Le ton est rapidement monté dimanche soir entre Emmanuel Macron et les journalistes Edwy Plenel et Jean-Jacques Bourdin, le président de la République n'hésitant pas à recadrer ses intervieweurs et à leur reprocher "amalgame" ou "insinuation".
Le fondateur de la Mediapart, s'est le premier attiré les foudres du président de la République. "Dans tous les secteurs, les mécontentements sont là", a-t-il affirmé, énumérant les différents fronts sociaux. "Tous critiquent votre façon de décider de leur sort, pas seulement ce que vous décidez, mais la façon dont vous le faites, autoritaire, verticale. Vous vous êtes trompé sur le nom de votre mouvement, vous auriez dû l'appeler En force!", a-t-il lancé.
"Est-ce une question ou un plaidoyer ?", a répliqué le président de la République. "Non, c'est une question (...) Il n'y a jamais de mauvaises questions", lui a répondu le journaliste. "Votre question amalgame des choses profondément différentes (...) ces mécontentements ont des racines profondément différentes", lui a rétorqué Emmanuel Macron, qui pour finir a jugé "biaisée" la question d'Edwy Plenel.
L'évocation de l'"argent magique" et de l'évasion fiscale a donné lieu à une nouvelle passe d'armes, Emmanuel Macron s'agaçant des "approximations" ou "contre-vérités" de ses intervieweurs, confondant fraude fiscale et optimisation fiscale.
Parlant au président de son "ami Bernard Arnault", Jean-Jacques Bourdin s'est fait reprendre de volée. "Vous savez, les insinuations dans la vie, ce n'est pas une bonne chose (...) Vous n'êtes pas des juges autour de cette table.
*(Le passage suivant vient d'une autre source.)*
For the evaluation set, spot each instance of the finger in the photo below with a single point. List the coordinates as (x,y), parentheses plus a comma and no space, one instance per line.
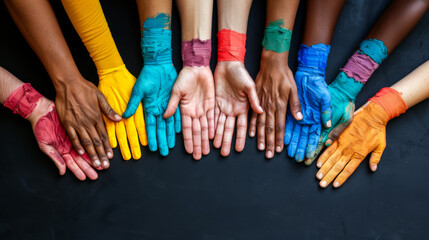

Vous êtes des intervieweurs, je suis président de la République", s'est emporté le chef de l'Etat.
Interrogé par Edwy Plenel sur l'indépendance de l'administration fiscale, Emmanuel Macron a renvoyé le fondateur de Mediapart à ses démêlés avec le fisc. "Vous-même vous avez décidé de vous affranchir des règles fiscales et l'administration fiscale vous a contrôlé", lui a-t-il lancé. "C'est totalement mesquin", s'est étranglé M. Plenel, tentant d'expliquer que Mediapart avait "mené un combat pour l'égalité entre la presse papier" et la presse en ligne. "On peut mener un combat sans s'affranchir des règles", l'a cloué Emmanuel Macron.
Mediapart a fait l'objet d'un important redressement fiscal après avoir revendiqué et s'être appliqué un taux de TVA réduit, réservé jusqu'en 2014 à la presse papier.
"Question cash, réponse cash", a commenté plus tard Edwy Plenel. Jean-Jacques Bourdin a lui demandé: "N'êtes-vous pas dans une illusion puérile de toute puissance?". Les deux hommes l'ont appelé "Emmanuel Macron" durant tout l'entretien, et non "Monsieur le président".
Sur Twitter, les spectateurs n'ont pas manqué d'observer la virulence des échanges. "Drôle d’interview qui consiste en fait à caricaturer la pensée, à faire des amalgames et ses postulats sans poser des questions à l’interlocuteur. Assez admiratif de la capacité d'Emmanuel Macron à répondre malgré tout avec calme et pédagogie", a applaudi le président du groupe MoDem à l'Assemblée, Marc Fesneau.
"On assiste à une caricature d’interview. En cherchant à abaisser la fonction présidentielle, les journalistes abaissent en réalité la fonction de journaliste", a de son côté commenté le maire de Nice Christian Estrosi (LR).
Le chef de file de la France insoumise, Jean-Luc Mélenchon, a au contraire salué un "incroyable entretien de presse". "On n'écoute plus les réponses, on attend les questions", a-t-il tweeté.